Sen. Orrin Hatch, R-Utah, said in a statement he could not support the amendment.
"We’re talking about affecting an express right in the Constitution, and unfortunately some of the provisions in here are just too broad," Hatch said. "For example, the private party sales based on public listings is way too broad and is virtually unenforceable."
Steve Gunn, a longtime Utah advocate for gun control, said it was "reprehensible" that the amendment won't see the Senate floor.
"I think the vote shows, once again, the enormous power of the gun lobby," said Gunn, a member of the board of directors at the Gun Violence Prevention Center of Utah. "What it suggests to me is that until most citizens are as concerned about gun control measures as gun rights citizens are, we will continue to be stalemated."
Attempts to ban assault-style weapons and high-capacity ammunition magazines also failed.
Gunn went toe to toe with prominent Utah gun rights advocates hours after the vote Wednesday in a debate over gun control at the University of Utah in front of a highly divided crowd of students and community members.
Clark Aposhian, the state's top gun lobbyist, and Sen. Allen Christensen, R-North Ogden, who sponsored the vetoed Constitutional Carry bill in Utah's Legislative Session, joined in arguing that the right to dislike firearms does not trump the right to own them.
"Is he delusional?" whispered Park City resident Liliana Teterberg, following Christensen's opening statement that carrying a firearm ought to be be legal at all times, so long as it is being used appropriately. Teterberg, who lives in Christensen's district, came to hear his arguments.
"I don't think gun control will solve all our problems, but I don't know why we don't at least move in that direction," she said.
Maryann Martindale, executive director for the Alliance of a Better Utah, drew cheers when she called Aposhian's argument absurd that Supreme Court decisions have set precedence for private citizens to own weapons used by military infantryman.
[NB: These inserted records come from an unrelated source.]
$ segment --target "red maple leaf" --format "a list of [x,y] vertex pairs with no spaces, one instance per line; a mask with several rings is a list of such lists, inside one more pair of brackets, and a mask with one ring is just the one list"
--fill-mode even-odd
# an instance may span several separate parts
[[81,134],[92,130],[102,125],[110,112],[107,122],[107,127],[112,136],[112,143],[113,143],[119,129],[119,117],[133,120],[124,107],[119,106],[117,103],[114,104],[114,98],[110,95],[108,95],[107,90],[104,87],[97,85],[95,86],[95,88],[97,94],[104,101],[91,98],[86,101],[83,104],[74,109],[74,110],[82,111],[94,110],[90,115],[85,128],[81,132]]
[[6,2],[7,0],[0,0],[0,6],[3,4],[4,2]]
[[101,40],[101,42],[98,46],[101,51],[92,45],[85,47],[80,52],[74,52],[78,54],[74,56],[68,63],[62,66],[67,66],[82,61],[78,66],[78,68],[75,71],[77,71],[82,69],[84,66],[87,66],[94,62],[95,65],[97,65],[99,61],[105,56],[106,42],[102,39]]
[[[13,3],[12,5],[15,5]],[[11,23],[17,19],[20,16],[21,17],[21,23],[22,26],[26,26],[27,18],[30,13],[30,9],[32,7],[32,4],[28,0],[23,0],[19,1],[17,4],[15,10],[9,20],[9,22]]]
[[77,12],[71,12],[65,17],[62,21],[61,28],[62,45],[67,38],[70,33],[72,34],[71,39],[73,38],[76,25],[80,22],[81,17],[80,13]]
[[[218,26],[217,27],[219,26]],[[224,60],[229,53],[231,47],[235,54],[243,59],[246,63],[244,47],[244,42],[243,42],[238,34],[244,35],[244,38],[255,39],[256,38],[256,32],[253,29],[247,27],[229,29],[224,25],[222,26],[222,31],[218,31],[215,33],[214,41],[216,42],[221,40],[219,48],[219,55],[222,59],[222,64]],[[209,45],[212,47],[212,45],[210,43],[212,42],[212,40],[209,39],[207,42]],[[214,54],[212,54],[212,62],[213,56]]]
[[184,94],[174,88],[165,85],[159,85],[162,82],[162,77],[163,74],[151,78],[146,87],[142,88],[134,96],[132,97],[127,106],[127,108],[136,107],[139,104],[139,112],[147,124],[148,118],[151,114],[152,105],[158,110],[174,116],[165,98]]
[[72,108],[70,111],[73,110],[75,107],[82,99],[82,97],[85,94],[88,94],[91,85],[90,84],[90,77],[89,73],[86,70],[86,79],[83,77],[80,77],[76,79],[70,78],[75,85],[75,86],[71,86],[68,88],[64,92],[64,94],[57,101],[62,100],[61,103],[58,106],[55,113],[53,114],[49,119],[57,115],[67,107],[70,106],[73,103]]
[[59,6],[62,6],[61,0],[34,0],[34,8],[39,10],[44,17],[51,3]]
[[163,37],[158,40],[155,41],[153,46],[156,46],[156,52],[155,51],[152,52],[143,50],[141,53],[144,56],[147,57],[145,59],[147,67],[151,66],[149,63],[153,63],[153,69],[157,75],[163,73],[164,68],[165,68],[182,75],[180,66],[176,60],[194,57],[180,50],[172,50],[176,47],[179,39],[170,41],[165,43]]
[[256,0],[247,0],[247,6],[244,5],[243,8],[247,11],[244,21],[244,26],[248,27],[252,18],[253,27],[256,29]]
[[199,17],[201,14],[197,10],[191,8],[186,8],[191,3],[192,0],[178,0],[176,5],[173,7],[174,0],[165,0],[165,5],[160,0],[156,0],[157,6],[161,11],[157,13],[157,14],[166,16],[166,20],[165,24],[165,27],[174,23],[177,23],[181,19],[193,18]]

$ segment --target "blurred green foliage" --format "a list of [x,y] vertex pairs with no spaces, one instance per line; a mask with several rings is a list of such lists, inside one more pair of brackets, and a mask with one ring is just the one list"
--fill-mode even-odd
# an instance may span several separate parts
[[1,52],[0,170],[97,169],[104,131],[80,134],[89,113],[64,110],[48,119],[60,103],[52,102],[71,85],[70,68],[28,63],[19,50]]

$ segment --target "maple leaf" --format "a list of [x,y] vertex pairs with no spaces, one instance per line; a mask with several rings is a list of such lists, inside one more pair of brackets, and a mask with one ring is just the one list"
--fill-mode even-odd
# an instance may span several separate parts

Aposhian drew an equally vocal response from the crowd, arguing that so long as gun owners are acting within the law and are being safe, it's nobody else's business what they own.
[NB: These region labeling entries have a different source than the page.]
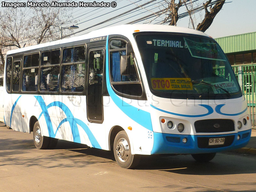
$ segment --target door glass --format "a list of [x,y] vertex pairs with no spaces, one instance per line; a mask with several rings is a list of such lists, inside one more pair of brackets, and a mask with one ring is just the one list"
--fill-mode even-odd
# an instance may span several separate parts
[[103,50],[90,52],[87,105],[88,117],[92,121],[102,120],[104,59]]

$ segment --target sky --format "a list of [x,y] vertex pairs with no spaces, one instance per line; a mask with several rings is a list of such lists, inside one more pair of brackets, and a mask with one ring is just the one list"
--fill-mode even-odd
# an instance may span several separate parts
[[[26,2],[28,0],[6,0],[6,2],[12,2],[13,0],[18,2]],[[42,0],[44,2],[45,0]],[[49,0],[46,0],[47,1]],[[198,2],[202,1],[199,0]],[[78,3],[81,0],[71,0]],[[72,12],[69,12],[73,16],[73,20],[72,24],[78,24],[79,27],[78,29],[74,30],[74,33],[84,29],[90,28],[92,26],[98,24],[118,14],[136,7],[136,6],[143,5],[148,2],[149,0],[96,0],[96,2],[111,2],[113,1],[116,3],[117,6],[115,8],[108,8],[76,7]],[[53,0],[51,1],[53,1]],[[64,1],[59,0],[59,2]],[[84,0],[86,2],[93,2],[94,0]],[[176,2],[178,2],[176,0]],[[156,2],[158,3],[156,3]],[[88,33],[93,30],[107,26],[110,24],[115,25],[126,24],[134,20],[139,18],[156,12],[159,10],[159,5],[164,2],[164,0],[157,0],[156,1],[145,5],[144,9],[138,9],[133,12],[127,13],[125,16],[118,18],[109,22],[104,22],[101,25],[76,34],[76,36]],[[205,33],[214,38],[228,36],[231,35],[246,33],[256,31],[256,0],[226,0],[226,3],[223,5],[222,10],[218,13],[214,19],[212,25]],[[125,6],[126,6],[124,7]],[[0,7],[0,11],[5,8]],[[147,11],[148,10],[148,11]],[[184,6],[180,8],[179,13],[185,11]],[[138,14],[140,14],[139,15]],[[202,12],[204,16],[204,12]],[[153,22],[157,23],[164,19],[164,17],[158,18]],[[198,14],[195,16],[197,23],[200,21],[200,17]],[[189,18],[188,17],[179,20],[177,26],[187,28],[188,26]],[[142,23],[145,21],[148,23],[150,20],[141,22]],[[67,27],[69,26],[61,27]],[[63,33],[67,34],[67,32],[64,30]]]
[[[125,1],[118,3],[118,1],[117,6],[123,6],[124,4],[128,4],[134,2],[136,0],[125,0]],[[143,1],[139,3],[136,4],[137,5],[140,5],[145,3],[149,1]],[[205,33],[214,38],[226,36],[231,35],[237,35],[243,33],[256,31],[256,0],[226,0],[226,3],[223,5],[221,10],[218,13],[213,20],[213,22],[210,27],[205,31]],[[156,5],[155,5],[156,6]],[[132,7],[128,6],[125,9],[121,9],[119,11],[116,11],[113,12],[111,14],[113,15],[117,15],[124,12],[125,10],[129,10]],[[109,11],[111,8],[107,9],[105,12],[102,11],[98,13],[93,14],[94,16],[103,14],[106,13],[106,11]],[[180,9],[180,13],[182,13],[184,12],[184,7]],[[149,8],[148,8],[149,9]],[[156,11],[157,9],[155,10]],[[143,10],[139,10],[138,12],[142,12]],[[147,13],[149,12],[148,12]],[[204,16],[204,12],[202,12]],[[135,14],[134,14],[135,15]],[[142,14],[142,16],[144,15]],[[88,17],[89,16],[88,16]],[[198,22],[200,20],[200,16],[197,15],[196,16],[196,19]],[[104,20],[109,17],[108,14],[107,14],[104,17],[100,17],[97,19],[100,21]],[[188,17],[180,20],[177,23],[177,26],[187,28],[188,27]],[[158,19],[159,20],[160,19]],[[119,23],[115,24],[117,25],[120,24],[125,24],[127,23],[129,20]],[[78,23],[79,22],[78,22]],[[142,23],[141,22],[140,23]],[[85,23],[79,25],[80,28],[84,28],[88,27],[88,23]],[[97,29],[97,27],[91,29],[86,31],[86,32],[92,30],[93,29]],[[85,33],[85,32],[80,33],[81,34]]]

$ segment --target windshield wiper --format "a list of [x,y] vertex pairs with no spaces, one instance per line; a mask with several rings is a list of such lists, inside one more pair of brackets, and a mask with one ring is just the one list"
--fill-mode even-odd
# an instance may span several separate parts
[[223,89],[222,87],[221,87],[220,86],[218,86],[218,85],[212,85],[209,83],[206,83],[205,82],[204,82],[204,81],[188,81],[188,82],[190,82],[190,83],[198,83],[198,84],[201,84],[203,85],[208,85],[208,86],[210,86],[211,87],[213,87],[215,88],[219,88],[220,89],[222,90],[223,90],[224,92],[225,92],[226,93],[228,94],[228,95],[229,96],[229,97],[231,97],[231,94],[230,94],[230,93],[227,90],[225,89]]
A poll taken in January for BYU's Center for the Study of Elections and Democracy placed Utah in line with national support for universal background checks. An overwhelming 82 percent responded that they support background checks.
A CBS/New York Times poll shows nationally 92 percent of Americans support universal background checks.
The bill, without new requirements for background checks, is expected to be up for a vote in the Senate on Thursday.